10 Oct 2023
Min Read
Seamless Data Flow: Integrating DeltaStream and Databricks
DeltaStream is powered by Apache Flink and processes streaming data from sources such as Kafka and Kinesis. The processed data can be used in downstream applications, materialized in a view, or written to data lakes and other analytical systems. Some common use cases of DeltaStream are latency sensitive applications where processed streaming data is needed in real time and data preparation use cases where users want to use a subset of the data contained within a stream. In this blog post, we are introducing Databricks as our latest integration with the DeltaStream platform. Now users can process data from their streaming data sources and write the results directly to Delta Lake.
Users are familiar with Apache Spark as a great batch solution for processing massive amounts of data. However, in real-time stream processing users are latency sensitive and that makes a real-time processing engine a perfect fit. In these cases, DeltaStream can be leveraged to continuously process streaming data and write to the Delta Lake, so that Delta Tables are always up to date and data is never late.
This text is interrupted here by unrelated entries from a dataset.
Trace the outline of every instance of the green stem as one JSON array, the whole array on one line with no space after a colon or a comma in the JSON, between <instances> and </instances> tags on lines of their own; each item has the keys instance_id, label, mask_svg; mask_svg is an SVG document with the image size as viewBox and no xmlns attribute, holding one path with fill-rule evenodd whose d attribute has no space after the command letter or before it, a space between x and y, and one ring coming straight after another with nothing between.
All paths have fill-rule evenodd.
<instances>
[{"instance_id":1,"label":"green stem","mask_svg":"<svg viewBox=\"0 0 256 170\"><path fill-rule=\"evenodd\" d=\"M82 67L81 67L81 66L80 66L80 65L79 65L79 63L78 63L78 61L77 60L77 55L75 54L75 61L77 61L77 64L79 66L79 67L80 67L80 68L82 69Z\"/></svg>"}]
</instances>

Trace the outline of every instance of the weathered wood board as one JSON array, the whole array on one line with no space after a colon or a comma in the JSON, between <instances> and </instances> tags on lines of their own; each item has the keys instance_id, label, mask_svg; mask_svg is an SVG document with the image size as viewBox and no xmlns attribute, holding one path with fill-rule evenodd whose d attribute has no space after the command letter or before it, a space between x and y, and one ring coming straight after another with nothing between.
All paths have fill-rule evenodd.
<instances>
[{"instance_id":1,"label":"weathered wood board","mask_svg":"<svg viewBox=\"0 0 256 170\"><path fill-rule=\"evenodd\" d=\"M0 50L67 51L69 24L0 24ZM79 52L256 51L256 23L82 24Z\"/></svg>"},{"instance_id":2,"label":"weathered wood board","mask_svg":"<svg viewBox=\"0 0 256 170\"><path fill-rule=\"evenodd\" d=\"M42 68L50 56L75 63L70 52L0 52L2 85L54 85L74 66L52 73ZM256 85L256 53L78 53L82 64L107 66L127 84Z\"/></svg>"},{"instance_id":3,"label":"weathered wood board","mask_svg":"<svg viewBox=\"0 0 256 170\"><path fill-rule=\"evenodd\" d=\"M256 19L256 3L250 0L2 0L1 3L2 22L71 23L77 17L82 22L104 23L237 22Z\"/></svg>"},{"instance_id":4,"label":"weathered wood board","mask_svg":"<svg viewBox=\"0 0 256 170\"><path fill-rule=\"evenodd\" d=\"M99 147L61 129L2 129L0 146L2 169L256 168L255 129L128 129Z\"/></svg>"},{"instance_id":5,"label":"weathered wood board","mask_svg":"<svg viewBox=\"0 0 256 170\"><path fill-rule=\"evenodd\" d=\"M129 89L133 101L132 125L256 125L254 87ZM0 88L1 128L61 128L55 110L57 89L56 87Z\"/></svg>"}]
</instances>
For applications such as those that alert on fraudulent activities, having both streaming and batch processing capabilities is useful. On the streaming side, DeltaStream can process data events in real time and generate alerts for fraudulent events when there are 3 or more withdrawals from the same bank account within 10 minutes for example. With our latest integration, these fraudulent events generated by DeltaStream can then be written into the Delta Lake and made available to Databricks for any further batch processing or historical analysis. For example, a data scientist may want to observe how many fraudulent events occurred in the past month, and with these alerts already available in their Delta Lake, they can easily do this analysis in the Databricks ecosystem.
Where does Databricks fit in with DeltaStream?
Databricks is a unified data and analytics platform. Databricks users can process, store, clean, share, and analyze their datasets to solve use cases ranging from business insights to machine learning. It has become an increasingly popular solution for data warehousing, but presents challenges with streaming data. For users with streaming data, they must first manage a connection to load their streaming data into Databricks, then perform ETL batch jobs to process and refine their data. For latency sensitive use cases there is a better way. With the new integration with Databricks, DeltaStream now sits in between users’ streaming data and Databricks. In the DeltaStream platform, users can transform and prepare their streaming data and write the results into Databricks with a single SQL query, meaning that any real-time transformations that need to take place on the streaming data can happen before the data is loaded into Databricks.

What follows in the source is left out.